Packender hätte das Finish im Finale über 1500 m Freistil bei den Europameisterschaften in Glasgow kaum sein können: Nach rund 800 Metern setzte sich der Magdeburger von seinen Begleitern Mykhaylo Romanchuk (Ukraine) und Gregorio Paltrinieri (Italien) ein wenig ab. Für den gesundheitlich angeschlagenen Paltrinieri war der Zug damit abgefahren, Romanchuk aber kam nochmals zurück, schloss wieder bis auf wenige Zehntelsekunden zu Wellbrock auf, doch der zündete nochmals den Turbo und schwamm in sensationellen 14:36,15 Minuten zu Gold. Damit verbesserte er seinen eigenen Deutschen Rekord nochmals um 4,54 Sekunden.  

„Es ist einfach nur großartig. Ich wusste, dass es ein richtig schnelles Rennen wird und habe gezeigt, dass ich hinten raus der schnellste bin. Ich habe zwischendurch geguckt, ob einer der Jungs eine Attacke machen würde.
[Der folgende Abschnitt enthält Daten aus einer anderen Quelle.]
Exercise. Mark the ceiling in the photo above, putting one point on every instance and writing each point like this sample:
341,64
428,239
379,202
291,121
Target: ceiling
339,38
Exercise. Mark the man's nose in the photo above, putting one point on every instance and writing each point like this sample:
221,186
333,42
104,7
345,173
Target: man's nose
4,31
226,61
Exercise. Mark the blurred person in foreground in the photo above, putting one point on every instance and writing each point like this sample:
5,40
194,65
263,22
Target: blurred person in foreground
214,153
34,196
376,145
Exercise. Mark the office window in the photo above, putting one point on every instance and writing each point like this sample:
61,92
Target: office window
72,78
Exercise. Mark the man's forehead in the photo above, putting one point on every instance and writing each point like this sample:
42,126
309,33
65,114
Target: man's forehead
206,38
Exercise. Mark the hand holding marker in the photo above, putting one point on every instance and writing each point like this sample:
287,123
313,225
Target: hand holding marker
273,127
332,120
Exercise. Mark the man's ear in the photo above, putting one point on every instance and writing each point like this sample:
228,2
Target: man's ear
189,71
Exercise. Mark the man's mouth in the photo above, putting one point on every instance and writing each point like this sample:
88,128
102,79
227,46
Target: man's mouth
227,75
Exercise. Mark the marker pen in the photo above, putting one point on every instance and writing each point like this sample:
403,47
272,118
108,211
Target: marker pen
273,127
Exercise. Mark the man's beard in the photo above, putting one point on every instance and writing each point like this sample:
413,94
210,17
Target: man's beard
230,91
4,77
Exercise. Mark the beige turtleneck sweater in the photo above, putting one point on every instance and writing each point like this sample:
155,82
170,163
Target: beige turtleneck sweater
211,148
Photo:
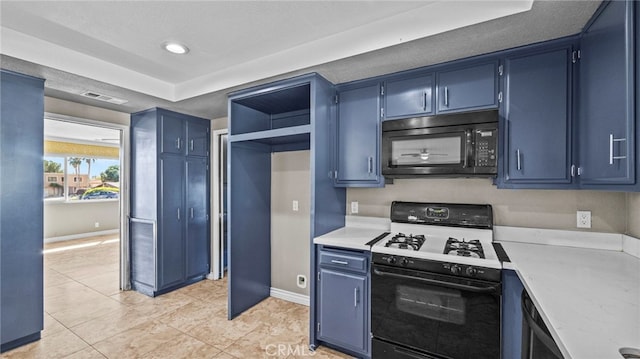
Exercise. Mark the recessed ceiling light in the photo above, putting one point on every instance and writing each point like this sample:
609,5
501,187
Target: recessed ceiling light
175,48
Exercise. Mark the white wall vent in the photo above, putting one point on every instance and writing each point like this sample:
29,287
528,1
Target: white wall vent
105,98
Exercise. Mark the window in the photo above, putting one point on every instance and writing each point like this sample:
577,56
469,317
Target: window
87,178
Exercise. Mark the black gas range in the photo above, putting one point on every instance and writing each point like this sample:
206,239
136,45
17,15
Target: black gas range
436,289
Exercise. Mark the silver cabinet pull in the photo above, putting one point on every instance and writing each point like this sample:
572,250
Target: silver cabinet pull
424,100
355,296
446,96
339,262
611,141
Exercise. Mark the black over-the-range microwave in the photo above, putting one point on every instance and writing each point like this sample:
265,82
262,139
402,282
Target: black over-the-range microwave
451,145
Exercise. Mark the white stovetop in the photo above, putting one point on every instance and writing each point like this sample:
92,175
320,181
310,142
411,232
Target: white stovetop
434,244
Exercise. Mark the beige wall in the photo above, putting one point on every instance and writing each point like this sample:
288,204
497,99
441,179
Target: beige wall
633,214
219,123
67,108
290,231
519,208
65,219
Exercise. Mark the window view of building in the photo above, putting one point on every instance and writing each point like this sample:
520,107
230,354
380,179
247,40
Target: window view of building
86,178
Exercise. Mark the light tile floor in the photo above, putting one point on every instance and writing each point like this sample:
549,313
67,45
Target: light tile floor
87,316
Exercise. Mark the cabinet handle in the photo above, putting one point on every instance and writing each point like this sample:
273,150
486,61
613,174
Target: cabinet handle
424,100
355,296
446,96
611,141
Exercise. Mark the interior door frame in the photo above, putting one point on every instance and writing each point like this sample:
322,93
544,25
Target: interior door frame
125,165
217,195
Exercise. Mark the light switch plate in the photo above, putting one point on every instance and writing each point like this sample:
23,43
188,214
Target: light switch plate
583,219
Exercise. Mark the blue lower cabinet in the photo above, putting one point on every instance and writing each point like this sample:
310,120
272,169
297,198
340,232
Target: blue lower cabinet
21,228
511,315
343,302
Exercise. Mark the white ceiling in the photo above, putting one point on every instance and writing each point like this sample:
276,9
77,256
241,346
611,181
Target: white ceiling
113,47
231,42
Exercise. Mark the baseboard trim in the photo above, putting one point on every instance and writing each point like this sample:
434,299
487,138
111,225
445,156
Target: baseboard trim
81,235
289,296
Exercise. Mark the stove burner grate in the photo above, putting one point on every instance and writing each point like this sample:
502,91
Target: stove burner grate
403,241
456,247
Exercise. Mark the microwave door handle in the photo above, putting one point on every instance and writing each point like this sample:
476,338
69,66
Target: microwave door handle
468,150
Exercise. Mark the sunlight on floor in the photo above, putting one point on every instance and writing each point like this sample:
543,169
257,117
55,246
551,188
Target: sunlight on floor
78,246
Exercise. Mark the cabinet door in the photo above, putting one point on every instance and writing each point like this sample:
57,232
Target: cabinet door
468,89
606,114
537,114
197,138
511,315
343,310
358,137
170,240
408,97
172,134
197,213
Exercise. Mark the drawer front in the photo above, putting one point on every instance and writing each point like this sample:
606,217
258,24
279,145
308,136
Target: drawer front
345,261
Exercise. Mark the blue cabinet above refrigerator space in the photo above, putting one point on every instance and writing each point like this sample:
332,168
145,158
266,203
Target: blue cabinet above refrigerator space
288,115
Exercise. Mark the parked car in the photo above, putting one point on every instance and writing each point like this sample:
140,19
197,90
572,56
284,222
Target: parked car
101,193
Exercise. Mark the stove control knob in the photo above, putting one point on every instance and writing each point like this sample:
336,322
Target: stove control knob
455,269
471,272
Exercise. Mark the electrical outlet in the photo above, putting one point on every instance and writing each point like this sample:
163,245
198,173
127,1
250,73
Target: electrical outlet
301,281
583,219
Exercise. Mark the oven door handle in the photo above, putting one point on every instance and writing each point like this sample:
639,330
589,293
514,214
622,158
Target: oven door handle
468,288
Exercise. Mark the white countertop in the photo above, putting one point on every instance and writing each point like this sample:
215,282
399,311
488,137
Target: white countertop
357,232
589,298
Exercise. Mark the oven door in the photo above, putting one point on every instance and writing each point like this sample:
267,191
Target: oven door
437,315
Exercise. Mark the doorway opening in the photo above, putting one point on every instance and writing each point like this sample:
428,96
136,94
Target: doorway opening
219,253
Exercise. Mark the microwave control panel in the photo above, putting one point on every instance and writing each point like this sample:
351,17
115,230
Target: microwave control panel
486,147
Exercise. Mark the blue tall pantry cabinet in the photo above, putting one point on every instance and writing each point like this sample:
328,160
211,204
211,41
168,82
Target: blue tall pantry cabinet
169,200
21,209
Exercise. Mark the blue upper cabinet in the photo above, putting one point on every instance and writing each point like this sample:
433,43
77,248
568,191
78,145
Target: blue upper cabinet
467,88
537,119
172,133
358,137
606,113
408,97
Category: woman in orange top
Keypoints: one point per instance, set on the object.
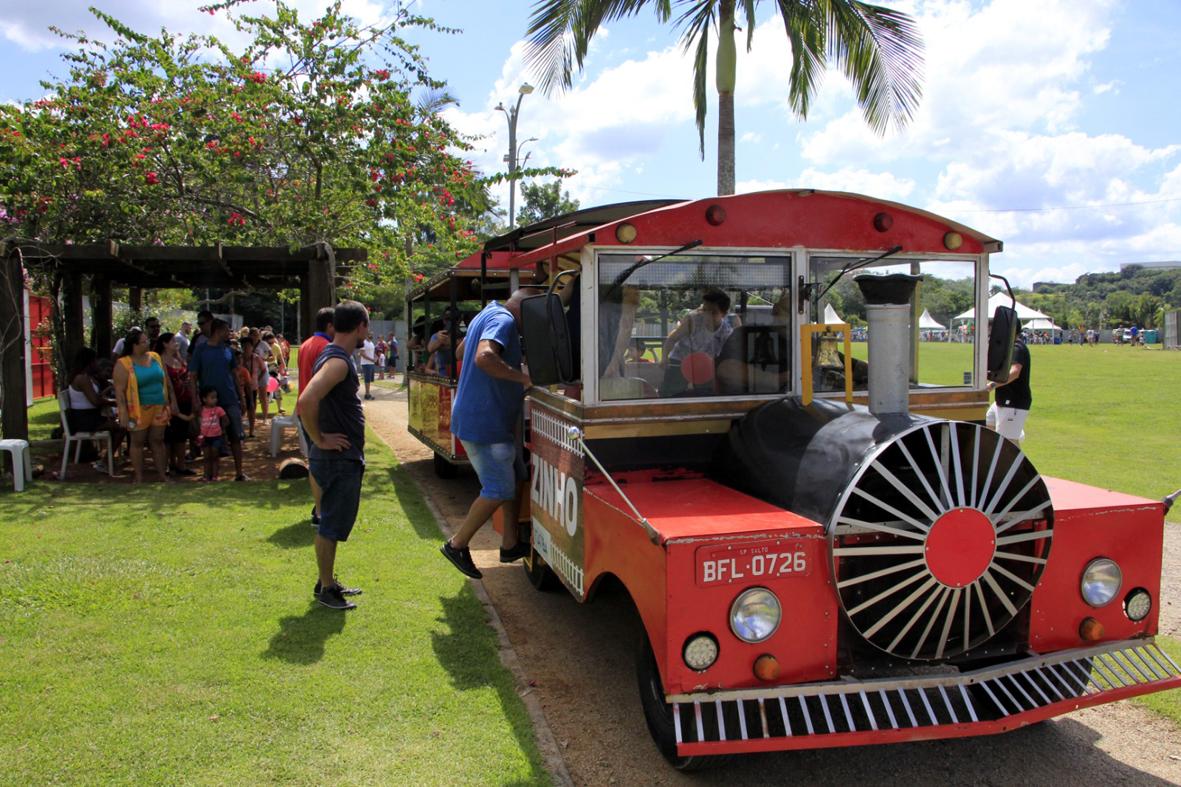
(144, 401)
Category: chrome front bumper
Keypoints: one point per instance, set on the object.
(980, 702)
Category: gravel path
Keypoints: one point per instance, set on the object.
(580, 664)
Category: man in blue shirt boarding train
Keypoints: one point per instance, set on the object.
(484, 417)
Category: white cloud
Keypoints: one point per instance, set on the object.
(27, 24)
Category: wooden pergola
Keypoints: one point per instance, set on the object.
(315, 270)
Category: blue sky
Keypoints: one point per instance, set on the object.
(1051, 124)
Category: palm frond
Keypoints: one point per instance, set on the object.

Das war nicht der Fall, dann habe ich es gemacht“, so Wellbrock nach seinem Gold-Coup.  

Pech hatte indes die 4x200-m-Freistilstaffel der Männer: In 7:09,31 Minuten belegten Damian Wierling (Essen), Henning Mühlleitner (Neckarsulm), Poul Zellmann (Essen) und Jacob Heidtmann (Elmshorn) am Ende den undankbaren vierten Platz. „Wir wollten die Medaille, deshalb sind wir hier angetreten“, so Schlussschwimmer Heidtmann, der ein weiteres Mal über sich hinauswuchs und seine Zeit nochmals auf 1:45,94 Minuten verbesserte. Wierling hatte die Staffel in 1:48,86 Minuten ins Rennen gebracht, Mühlleitner ließ eine 1:46,94 Minuten folgen, Zellmann als Dritter eine 1:47,57 Minuten.  

Jeweils als Schnellste ins Finale zogen Philip Heintz und Franziska Hentke ein: Die Madegburgerin markierte über 200 m Schmetterling in 2:07,55 Minuten die Bestzeit des Tages, der Heidelberger verwies über 200 m Lagen in 1:57,56 Minuten die Konkurrenz auf die weiteren Plätze. Gleich zwei DSV-Starter stehen im Finale über 100 m Rücken: Der Potsdamer Christian Diener schwamm in 54,10 Sekunden auf Platz sechs, Jan-Philip Glania (Frankfurt) in 54,24 Sekunden auf Rang sieben. Ein Punktlandung gelang der Heidelbergerin Isabel Gose. In 1:58,76 Minuten schwamm sie über 200 m Freistil auf Platz acht im Halbfinale und darf im morgigen Finale nochmals ran. Reva Foos (Darmstadt) verpasste das Finale als Zehnte in 1:59,04 Minuten lediglich um 28 Hundertstelsekunden. 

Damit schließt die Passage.